When we talk about advantages of GraphQL we often hear one-liners such as “only fetch what you need,” “only requires one generic endpoint,” “data source agnostic,” or “more flexibility for developers.” But as always things are more subtle than a one-liner could ever describe.
Generic and flexible are the key words here and it’s important to realize that it’s hard to keep generic APIs performant. Performance is the number one reason that someone would write a highly customized endpoint in REST (e.g. to join specific data together) and that is exactly what GraphQL tries to eliminate. In other words, it’s a tradeoff, which typically means we can’t have the cake and eat it too. However, is that true? Can’t we get both the generality of GraphQL and the performance of custom endpoints? It depends!
Let me first explain what GraphQL is, and what it does really well. Then I’ll discuss how this awesomeness moves problems toward the back-end implementation. Finally, we’ll zoom into different solutions that boost the performance while keeping the generality, and how that compares to what we at Fauna call “native” GraphQL, a solution that offers an out-of-the-box GraphQL layer on top of a database while keeping the performance and advantages of the underlying database.
GraphQL is a specification
Before we can explain what makes a GraphQL API “native,” we need to explain GraphQL. After all, GraphQL is a multi-headed beast in the sense that it can be used for many different things. First things first: GraphQL is, in essence, a specification that defines three things: schema syntax, query syntax, and a query execution reference.
Schema syntax: Describes your data and API (the schema)
The schema simply defines what your data looks like (attributes and types) and how it can be queried (query name, parameters, and return types). For example, a todo application could have Todos and a List of todos, if it only provides one way to read this data — e.g., get a list of todos via the id, then that schema would look like this:
// todo-schema.gql
type Todo {
title: String!
completed: Boolean!
list: List
}
type List {
title: String!
todos: [Todo] @relation
}
type Query {
getList(id: ID): List!
}
Query syntax: Specifies how you can query
Once you have a schema that defines how your data and queries look, it’s super easy to retrieve data from your GraphQL endpoint. Do you want a list? Just call the getList item and specify what attributes of the list you want to return.
query {
getList("<some id>){
title
}
}
Do you want to join that data with todos? No problem! Just add a small snippet of JSON to the mix.
query {
getList("<some id>"){
title
todos {
title
completed
}
}
}
But how does this join happen? Of course we did not yet define how this query actually maps to data that comes from our data source.
Query execution reference: A reference implementation for execution
It’s relatively easy to understand the schema and see how you can query. It’s harder to understand what the performance implications are since there are so many different implementations out there. GraphQL is not an implementation to retrieve your data.
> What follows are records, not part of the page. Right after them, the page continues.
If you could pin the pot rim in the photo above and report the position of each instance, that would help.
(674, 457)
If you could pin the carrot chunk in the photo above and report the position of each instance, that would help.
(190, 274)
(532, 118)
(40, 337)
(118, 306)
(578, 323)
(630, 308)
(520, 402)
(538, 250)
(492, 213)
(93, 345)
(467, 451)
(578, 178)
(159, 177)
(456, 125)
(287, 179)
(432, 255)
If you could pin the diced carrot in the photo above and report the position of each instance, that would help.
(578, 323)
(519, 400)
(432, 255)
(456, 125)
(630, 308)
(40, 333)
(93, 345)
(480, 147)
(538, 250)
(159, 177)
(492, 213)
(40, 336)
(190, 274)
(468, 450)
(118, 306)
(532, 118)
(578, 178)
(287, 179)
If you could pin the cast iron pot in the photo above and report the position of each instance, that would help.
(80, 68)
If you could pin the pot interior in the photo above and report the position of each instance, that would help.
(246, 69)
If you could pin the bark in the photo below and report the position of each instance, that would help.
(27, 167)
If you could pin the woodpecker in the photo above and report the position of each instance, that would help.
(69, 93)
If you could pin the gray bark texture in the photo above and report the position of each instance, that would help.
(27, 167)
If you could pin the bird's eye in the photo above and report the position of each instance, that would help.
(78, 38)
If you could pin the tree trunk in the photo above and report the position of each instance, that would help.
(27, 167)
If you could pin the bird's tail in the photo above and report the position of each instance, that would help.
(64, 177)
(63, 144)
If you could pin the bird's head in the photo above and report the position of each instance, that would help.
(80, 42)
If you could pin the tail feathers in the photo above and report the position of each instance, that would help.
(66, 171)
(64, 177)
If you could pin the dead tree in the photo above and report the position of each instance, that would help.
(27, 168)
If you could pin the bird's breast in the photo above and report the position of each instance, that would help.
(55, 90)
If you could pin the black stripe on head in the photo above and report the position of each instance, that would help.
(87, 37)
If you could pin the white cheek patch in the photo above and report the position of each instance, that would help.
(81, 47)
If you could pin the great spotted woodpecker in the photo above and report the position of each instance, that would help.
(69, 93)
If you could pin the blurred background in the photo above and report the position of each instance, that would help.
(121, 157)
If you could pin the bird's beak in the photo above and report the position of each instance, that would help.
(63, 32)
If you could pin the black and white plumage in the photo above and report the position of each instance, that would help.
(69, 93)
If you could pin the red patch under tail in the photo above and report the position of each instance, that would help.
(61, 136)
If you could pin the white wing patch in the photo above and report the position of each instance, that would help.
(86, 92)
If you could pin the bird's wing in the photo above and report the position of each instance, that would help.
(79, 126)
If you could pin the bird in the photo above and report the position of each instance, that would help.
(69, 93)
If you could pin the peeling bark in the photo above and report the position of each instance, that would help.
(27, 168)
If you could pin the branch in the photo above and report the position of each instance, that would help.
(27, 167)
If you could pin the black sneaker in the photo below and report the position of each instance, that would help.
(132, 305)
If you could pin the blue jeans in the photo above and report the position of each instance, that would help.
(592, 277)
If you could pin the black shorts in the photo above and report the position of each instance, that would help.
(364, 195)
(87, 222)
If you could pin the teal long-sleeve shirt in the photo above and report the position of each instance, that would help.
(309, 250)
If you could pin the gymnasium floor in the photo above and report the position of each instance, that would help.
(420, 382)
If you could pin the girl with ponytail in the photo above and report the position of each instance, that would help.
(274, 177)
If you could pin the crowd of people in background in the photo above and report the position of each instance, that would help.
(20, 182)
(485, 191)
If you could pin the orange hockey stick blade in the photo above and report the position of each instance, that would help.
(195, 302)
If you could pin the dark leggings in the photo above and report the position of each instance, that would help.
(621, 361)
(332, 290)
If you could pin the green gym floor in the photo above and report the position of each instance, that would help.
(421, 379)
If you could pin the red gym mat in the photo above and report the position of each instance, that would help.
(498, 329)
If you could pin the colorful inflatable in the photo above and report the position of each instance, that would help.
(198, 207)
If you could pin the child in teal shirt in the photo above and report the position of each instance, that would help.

Rather, GraphQL provides guidelines on how a request query should be broken down into multiple “resolvers” and turned into a response.
Resolvers define how one element of the query (what GraphQL calls a field) can be turned into data. Then, depending on the framework or GraphQL provider, you either implement these resolvers yourself or they are provided automagically. When resolvers are provided for you, the implementation will determine whether we can talk about native GraphQL or not. In essence, the resolvers are just functions that have a certain signature. In JavaScript, such a resolver could look like this:
function someresolver(obj, args, context, info) {
return // do something to get your data
}
And each of our “fields” will have a corresponding resolver. Fields are just the attributes in your schema.
// todo-schema.gql
type Todo {
title: String!
completed: Boolean!
list: List
}
type List {
title: String!
todos: [Todo] @relation
}
type Query {
getList(id: ID): List!
}
Each of these fields will have a resolver function (either generated by the library or implemented manually). The execution of a GraphQL query starts at a root field resolver, in this case, getList. Since getList promises to return a List, we will also need to fill in the fields of the List; therefore we need to call the resolvers for these fields and so on. In essence, it’s a process of recursive function calls. Let’s look at an example:
query {
getList("<some id>"){
todos {
title
}
}
}
For the above query, we would traverse three fields, each with a resolver function:
- getList returns a List with only the field todos
- todos receives the List item from getList and returns a list of Todos related to that list.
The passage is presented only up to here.